BARTEES STRANGE Farm to Table (4AD) — If Bartees Strange’s debut album, Live Forever, was a toy box that sprung open and sent different musical ideas careening around the room in a dazzling swarm of sound (and it was), the follow-up from the Washington, D.C.–based stylistic polymath explores a more controlled version of the same glorious freedom. Farm to Table is more focused while still spilling forth with pent-up ambition as ranges from the easygoing epic “Heavy Heart” to the tender and comparatively spare “Tours.” As before, Strange lyrically preoccupied with his place in the world, expressed through reckoning with family, his inner emotions, and the broader culture. Listening to the record is like being immersed in the encyclopedia of Strange’s soul. The offhand intensity of his creative expression and relentless invention is paralleled by few other artists in this given moment, and fewer still who as restlessly prolific as him. Go deeper into the album and serve up “Mulholland Dr.,” “Hold the Line,” “Black Gold,” and “Hennessy.”

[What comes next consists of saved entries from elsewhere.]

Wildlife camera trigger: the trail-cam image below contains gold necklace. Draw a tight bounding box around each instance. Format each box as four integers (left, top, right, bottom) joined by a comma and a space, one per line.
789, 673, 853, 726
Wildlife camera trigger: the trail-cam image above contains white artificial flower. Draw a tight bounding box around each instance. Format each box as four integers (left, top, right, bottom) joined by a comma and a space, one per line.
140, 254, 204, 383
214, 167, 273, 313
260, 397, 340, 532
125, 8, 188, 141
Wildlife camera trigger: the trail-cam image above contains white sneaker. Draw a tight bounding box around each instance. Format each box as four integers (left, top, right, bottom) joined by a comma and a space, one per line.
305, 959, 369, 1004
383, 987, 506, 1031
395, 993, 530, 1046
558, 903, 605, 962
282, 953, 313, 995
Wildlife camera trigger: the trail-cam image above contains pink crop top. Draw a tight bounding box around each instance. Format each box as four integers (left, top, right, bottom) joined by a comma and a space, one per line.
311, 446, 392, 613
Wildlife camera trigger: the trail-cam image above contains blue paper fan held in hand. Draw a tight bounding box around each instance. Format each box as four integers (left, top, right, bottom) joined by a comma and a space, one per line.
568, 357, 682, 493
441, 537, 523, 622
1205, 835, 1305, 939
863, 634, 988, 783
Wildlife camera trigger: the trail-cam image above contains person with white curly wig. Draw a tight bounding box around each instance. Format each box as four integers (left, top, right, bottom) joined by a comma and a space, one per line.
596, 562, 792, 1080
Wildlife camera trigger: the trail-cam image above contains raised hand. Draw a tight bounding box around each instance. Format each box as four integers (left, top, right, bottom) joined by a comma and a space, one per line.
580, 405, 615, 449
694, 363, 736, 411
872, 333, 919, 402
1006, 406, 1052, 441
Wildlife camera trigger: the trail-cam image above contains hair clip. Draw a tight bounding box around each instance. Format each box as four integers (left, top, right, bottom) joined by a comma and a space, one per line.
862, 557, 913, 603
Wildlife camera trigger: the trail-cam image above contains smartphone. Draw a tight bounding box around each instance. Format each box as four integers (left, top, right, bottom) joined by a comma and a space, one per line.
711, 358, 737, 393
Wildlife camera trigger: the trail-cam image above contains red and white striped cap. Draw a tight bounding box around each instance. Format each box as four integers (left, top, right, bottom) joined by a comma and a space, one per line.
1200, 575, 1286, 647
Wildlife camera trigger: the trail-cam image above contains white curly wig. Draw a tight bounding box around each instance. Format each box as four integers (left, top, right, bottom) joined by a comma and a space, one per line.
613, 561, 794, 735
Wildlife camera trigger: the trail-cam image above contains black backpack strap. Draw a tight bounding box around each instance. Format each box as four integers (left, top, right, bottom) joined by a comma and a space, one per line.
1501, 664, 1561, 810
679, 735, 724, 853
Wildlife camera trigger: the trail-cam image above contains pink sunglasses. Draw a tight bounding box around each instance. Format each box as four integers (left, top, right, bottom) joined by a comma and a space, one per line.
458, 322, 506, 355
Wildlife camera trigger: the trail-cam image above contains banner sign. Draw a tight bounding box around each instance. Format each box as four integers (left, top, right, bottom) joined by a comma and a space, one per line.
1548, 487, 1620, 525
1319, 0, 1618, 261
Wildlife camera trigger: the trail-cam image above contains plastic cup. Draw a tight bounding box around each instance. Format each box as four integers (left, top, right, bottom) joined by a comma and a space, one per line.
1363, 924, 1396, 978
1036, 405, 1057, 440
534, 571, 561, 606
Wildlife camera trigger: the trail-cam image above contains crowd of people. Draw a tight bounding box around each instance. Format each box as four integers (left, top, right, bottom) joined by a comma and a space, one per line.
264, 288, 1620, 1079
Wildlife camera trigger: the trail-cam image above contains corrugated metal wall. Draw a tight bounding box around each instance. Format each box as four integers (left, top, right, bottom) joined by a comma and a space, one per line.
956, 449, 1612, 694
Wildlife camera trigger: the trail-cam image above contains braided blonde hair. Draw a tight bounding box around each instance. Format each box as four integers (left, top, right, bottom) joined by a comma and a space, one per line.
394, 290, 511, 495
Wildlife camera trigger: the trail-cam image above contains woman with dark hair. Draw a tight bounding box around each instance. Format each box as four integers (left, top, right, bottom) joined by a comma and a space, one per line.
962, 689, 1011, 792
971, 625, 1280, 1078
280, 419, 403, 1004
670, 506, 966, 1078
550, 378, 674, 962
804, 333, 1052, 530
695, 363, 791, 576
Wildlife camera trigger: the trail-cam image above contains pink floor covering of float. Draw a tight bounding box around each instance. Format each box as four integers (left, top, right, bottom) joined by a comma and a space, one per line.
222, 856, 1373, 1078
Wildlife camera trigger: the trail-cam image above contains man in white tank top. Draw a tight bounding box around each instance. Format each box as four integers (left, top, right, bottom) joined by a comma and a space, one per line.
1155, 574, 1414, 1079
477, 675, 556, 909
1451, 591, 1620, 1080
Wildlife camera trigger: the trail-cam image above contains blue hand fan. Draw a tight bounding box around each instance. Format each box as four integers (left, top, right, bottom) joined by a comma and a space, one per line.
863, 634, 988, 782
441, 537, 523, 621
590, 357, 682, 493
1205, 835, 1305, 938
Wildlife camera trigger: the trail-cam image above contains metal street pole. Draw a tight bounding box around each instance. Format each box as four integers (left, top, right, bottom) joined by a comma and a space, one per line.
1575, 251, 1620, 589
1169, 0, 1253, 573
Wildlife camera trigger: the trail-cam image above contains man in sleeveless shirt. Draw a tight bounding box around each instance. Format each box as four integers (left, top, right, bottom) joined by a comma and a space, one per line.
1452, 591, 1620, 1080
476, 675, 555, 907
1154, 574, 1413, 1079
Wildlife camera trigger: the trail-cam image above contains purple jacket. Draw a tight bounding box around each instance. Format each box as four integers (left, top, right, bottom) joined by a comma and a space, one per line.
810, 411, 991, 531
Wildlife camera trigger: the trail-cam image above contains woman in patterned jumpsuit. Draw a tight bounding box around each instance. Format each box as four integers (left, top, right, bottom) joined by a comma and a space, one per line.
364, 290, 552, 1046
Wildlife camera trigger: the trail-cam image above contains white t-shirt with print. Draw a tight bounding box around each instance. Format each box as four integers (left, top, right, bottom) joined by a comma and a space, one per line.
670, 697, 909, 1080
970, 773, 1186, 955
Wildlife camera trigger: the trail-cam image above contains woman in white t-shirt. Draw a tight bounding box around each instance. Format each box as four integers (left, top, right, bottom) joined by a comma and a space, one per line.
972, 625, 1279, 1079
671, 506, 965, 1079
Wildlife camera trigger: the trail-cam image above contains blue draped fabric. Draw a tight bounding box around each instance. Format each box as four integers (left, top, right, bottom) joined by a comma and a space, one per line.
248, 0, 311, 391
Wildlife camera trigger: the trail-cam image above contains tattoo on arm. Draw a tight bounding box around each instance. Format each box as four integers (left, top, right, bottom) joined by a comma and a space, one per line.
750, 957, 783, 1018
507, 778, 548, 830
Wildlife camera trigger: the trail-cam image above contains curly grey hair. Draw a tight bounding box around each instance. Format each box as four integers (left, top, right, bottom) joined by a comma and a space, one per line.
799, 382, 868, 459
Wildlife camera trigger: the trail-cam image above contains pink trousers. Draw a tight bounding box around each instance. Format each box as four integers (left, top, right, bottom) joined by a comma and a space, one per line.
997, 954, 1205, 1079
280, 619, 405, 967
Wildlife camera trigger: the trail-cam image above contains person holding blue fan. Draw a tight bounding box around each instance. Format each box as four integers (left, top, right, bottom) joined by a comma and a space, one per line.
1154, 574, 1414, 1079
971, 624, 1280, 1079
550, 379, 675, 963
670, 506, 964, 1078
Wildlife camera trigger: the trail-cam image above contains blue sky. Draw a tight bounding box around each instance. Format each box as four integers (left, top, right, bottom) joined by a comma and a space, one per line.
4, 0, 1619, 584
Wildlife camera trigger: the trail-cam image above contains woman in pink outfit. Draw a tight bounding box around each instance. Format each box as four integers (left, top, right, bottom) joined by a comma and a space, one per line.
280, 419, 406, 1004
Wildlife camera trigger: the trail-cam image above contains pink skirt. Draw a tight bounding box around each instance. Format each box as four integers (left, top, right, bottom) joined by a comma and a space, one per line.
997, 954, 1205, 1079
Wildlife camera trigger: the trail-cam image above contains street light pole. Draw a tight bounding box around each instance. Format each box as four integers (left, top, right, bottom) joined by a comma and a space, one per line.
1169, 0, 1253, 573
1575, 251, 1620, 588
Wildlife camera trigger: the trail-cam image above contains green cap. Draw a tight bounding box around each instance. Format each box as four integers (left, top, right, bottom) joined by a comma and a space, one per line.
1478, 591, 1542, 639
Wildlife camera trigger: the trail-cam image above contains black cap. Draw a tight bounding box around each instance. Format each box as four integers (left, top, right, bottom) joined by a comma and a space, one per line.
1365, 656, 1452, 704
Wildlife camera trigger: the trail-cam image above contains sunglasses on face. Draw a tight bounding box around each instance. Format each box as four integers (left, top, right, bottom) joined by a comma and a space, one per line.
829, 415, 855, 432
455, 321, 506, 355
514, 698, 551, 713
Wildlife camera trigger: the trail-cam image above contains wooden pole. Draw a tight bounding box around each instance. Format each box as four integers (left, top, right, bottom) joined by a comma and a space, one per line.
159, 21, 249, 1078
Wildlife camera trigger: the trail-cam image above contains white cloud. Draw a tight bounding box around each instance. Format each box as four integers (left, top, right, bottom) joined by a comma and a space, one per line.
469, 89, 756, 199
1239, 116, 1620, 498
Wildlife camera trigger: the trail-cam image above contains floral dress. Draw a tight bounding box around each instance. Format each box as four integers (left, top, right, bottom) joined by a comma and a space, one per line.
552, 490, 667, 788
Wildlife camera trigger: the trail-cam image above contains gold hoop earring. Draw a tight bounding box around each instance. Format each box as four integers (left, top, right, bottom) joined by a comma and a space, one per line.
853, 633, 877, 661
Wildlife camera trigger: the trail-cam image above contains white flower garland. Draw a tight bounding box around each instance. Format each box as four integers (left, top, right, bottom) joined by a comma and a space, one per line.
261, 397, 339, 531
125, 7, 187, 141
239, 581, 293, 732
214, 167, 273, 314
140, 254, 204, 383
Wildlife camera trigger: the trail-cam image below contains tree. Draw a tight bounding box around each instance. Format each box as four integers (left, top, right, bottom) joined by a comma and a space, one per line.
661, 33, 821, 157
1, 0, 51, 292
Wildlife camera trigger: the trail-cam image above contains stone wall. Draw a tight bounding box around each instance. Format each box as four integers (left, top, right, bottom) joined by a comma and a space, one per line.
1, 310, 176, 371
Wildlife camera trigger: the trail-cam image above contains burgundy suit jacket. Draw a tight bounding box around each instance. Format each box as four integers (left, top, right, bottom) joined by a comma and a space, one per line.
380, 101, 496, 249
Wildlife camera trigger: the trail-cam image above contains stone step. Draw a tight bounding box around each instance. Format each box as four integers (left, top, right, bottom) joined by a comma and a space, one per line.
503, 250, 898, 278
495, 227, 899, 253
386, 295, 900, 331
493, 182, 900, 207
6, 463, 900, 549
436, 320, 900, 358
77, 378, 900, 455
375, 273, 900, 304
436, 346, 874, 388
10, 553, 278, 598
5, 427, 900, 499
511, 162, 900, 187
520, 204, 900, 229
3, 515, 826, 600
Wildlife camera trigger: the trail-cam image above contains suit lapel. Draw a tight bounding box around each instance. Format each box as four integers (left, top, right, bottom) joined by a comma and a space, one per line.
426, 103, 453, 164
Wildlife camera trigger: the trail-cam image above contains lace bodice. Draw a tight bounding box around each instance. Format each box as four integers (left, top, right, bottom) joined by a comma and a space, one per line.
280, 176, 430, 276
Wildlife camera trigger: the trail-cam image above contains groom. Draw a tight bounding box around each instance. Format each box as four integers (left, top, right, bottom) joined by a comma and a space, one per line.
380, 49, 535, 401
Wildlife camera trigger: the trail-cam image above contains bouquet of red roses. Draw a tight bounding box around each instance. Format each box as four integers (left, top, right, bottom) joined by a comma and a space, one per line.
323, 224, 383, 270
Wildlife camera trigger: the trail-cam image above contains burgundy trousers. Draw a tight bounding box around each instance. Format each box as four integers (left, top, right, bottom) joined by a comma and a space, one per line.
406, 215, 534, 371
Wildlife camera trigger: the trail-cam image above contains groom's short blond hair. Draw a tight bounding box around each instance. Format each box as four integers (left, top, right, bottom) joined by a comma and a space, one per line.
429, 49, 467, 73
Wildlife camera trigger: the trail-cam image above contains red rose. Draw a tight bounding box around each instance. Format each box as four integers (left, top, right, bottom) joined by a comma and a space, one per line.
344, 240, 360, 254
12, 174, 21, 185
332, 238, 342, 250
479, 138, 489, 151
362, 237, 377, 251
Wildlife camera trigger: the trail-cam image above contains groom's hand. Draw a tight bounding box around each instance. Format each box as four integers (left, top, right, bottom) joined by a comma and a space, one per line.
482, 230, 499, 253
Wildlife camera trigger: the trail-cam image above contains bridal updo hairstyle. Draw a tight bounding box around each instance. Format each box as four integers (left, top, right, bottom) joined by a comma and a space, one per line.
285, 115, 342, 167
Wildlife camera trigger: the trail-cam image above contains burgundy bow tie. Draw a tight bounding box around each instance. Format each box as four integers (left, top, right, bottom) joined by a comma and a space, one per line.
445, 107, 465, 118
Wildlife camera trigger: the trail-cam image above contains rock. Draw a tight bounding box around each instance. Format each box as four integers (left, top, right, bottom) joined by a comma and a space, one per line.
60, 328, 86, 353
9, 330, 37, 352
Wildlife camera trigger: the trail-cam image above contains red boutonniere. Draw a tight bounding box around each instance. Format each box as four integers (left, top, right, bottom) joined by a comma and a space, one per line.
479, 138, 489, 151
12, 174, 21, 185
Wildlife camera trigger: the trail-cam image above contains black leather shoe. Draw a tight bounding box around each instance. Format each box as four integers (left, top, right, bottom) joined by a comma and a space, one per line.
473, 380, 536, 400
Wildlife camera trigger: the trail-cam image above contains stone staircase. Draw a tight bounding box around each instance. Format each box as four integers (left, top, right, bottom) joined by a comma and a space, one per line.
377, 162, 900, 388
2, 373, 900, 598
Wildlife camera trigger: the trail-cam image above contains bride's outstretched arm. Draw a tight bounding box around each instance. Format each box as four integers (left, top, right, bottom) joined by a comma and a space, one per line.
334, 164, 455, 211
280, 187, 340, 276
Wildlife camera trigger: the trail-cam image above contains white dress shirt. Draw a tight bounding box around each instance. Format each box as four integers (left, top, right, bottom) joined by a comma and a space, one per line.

YAYA BEY Remember Your North Star (Big Dad) — Smooth and cool, seemingly effortlessly so on both counts, the new album from Yaya Bey is a catharsis you can groove to. A R&B creator from Brooklyn, Bey worked on much of the material on Remember Your North Star in the wake of a messy divorce, building music as she rebuilt her sense self. The result is neither a croon of ache and disturbance like Kacey Musgraves’s Star-Crossed nor the angry swing of a baseball bat that is the one true queen’s Lemonade. This is instead of sound of someone straightening herself up, brushing away whatever detritus is still clinging to her, and speaking her plain truth. And it’s a striking truth to be sure, delivered with a wide-ranging looseness within her chosen sonic sphere. The album is consistently engaging as it shifts its boundaries. “nobody knows” is like TLC after a chillwave immersion. and “meet me in brooklyn” has an irresistible lounge shimmy. With its jazz-flecked verve, “reprise” might be the real centerpiece as Bey exposes all her wounds — from lovers, from friends, from family — as context for her statement of purpose and survival: “What would I know?/ And who would I be?/ If I had not been who I needed to be?” Follow the high, shining lights of the following: “keisha,” “pour up,” “don’t fucking call me,” and the pointed, achingly hopeful “blessings.”